Regular peers of AS50869 at exchange points and private network interconnects will not be able to set any communities, so all large BGP communities from them are stripped on ingress.

Informational Communities

When FreeIX routers learn prefixes, they will annotate them with certain communities. For example, the router at Amsterdam NIKHEF (which is router #1, country #2), when learning a prefix at FrysIX (which is ixp #1152), will set the following BGP large communities:

  • (50869,1010,1): Informational (10XX), Router (1010), vpp0.nlams0.free-ix.net (1)
  • (50869,1020,2): Informational (10XX), Country (1020), Netherlands (2)
  • (50869,1030,1152): Informational (10XX), IXP (1030), PeeringDB IXP for FrysIX (1152)

When propagating these prefixes to neighbors (both members and peers), these informational communities can be used to determine local policy, for example by setting a different localpref or dropping prefixes from a certain location. Informational communities can be read, but they can’t be set by peers or members – they are always cleared by FreeIX routers when learning prefixes, and as such the only routers which will set them are the FreeIX ones.

Permission Communities

FreeIX maintains a list of permissions per member. When members announce their prefixes to FreeIX routers, these permissions communities are set. They determine what the member is allowed to do with FreeIX propagation - notably which routers, countries, internet exchanges and PNIs the member will be allowed to propagate to.

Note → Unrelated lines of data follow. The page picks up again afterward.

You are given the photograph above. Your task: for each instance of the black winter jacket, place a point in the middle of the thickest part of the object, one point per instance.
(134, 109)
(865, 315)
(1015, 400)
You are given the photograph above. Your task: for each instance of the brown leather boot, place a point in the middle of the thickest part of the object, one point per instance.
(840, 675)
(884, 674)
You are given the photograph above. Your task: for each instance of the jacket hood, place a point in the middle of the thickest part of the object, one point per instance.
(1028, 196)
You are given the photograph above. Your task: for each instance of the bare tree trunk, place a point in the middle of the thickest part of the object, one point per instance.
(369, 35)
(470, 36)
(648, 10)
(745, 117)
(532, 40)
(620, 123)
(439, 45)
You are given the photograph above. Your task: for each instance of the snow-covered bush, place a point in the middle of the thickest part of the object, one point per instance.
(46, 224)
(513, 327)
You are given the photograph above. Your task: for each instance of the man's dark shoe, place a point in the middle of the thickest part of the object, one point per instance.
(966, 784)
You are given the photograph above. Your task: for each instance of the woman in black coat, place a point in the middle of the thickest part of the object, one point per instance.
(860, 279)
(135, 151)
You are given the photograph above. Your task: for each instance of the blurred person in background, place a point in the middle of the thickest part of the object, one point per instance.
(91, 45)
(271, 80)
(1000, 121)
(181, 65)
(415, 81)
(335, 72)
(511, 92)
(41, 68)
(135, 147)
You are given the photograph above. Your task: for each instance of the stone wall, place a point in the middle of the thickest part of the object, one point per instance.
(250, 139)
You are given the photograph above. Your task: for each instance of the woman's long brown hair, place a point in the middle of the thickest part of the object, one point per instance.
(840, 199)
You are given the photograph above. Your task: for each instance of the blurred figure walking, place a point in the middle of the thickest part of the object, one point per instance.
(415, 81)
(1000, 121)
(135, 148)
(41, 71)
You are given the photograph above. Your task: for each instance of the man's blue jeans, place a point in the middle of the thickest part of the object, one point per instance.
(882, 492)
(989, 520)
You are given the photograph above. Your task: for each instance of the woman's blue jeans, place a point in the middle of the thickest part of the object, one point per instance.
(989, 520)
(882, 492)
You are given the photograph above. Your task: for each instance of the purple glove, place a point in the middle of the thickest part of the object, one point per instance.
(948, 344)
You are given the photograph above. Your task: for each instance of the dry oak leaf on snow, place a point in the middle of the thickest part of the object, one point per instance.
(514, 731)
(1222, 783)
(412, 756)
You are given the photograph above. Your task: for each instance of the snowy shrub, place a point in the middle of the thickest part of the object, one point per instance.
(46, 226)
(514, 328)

Usually, member prefixes are allowed to propagate everywhere, so the following communities might be set by the FreeIX router on ingress:

  • (50869,2010,0): Permission (20XX), Router (2010), everywhere (0)
  • (50869,2020,0): Permission (20XX), Country (2020), everywhere (0)
  • (50869,2030,0): Permission (20XX), IXP (2030), everywhere (0)
  • (50869,2031,0): Permission (20XX), PNI (2031), everywhere (0)

If the member prefixes are allowed to propagate only to certain places, the ‘everywhere’ communities will not be set, and instead lists of communities with finer grained permissions can be used, for example:

  • (50869,2010,2): Permission (20XX), Router (2010), vpp0.grskg0.free-ix.net (2)
  • (50869,2020,3): Permission (20XX), Country (2020), Greece (3)
  • (50869,2030,60): Permission (20XX), IXP (2030), PeeringDB IXP for SwissIX (60)
  • (50869,2031,8298): Permission (20XX), PNI (2031), IPng Networks GmbH (AS8298)

Permission communities can’t be set by peers, nor by members – they are always cleared by FreeIX routers when learning prefixes, and are configured explicitly by FreeIX operators.

Action Communities

Based on the permission communities, zero or more egress routers, countries and internet exchanges are eligible to propagate member prefixes by AS50869 to its peers. Members can define very fine grained action communities to further tweak which prefixes propagate on which routers, in which countries and towards which internet exchanges and private network interconnects:

  • (50869,3010,3): Inhibit Action (30XX), Router (3010), vpp0.gratt0.free-ix.net (3)
  • (50869,3020,1): Inhibit Action (30XX), Country (3020), Switzerland (1)
  • (50869,3030,1308): Inhibit Action (30XX), IXP (3030), PeeringDB IXP for LS-IX (1308)
  • (50869,3031,8298): Inhibit Action (30XX), PNI (3031), IPng Networks GmbH (AS8298)

Further actions can be placed on a per-remote-neighbor basis:

  • (50869,3040,13030): Inhibit Action (30XX), AS (3040), Init7 (AS13030)
  • (50869,3041,6939): Prepend Action (30XX), Prepend Once (3041), Hurricane Electric (AS6939)
  • (50869,3042,12859): Prepend Action (30XX), Prepend Twice (3042), BIT BV (AS12859)
  • (50869,3043,8283): Prepend Action (30XX), Prepend Three Times (3043), Coloclue (AS8283)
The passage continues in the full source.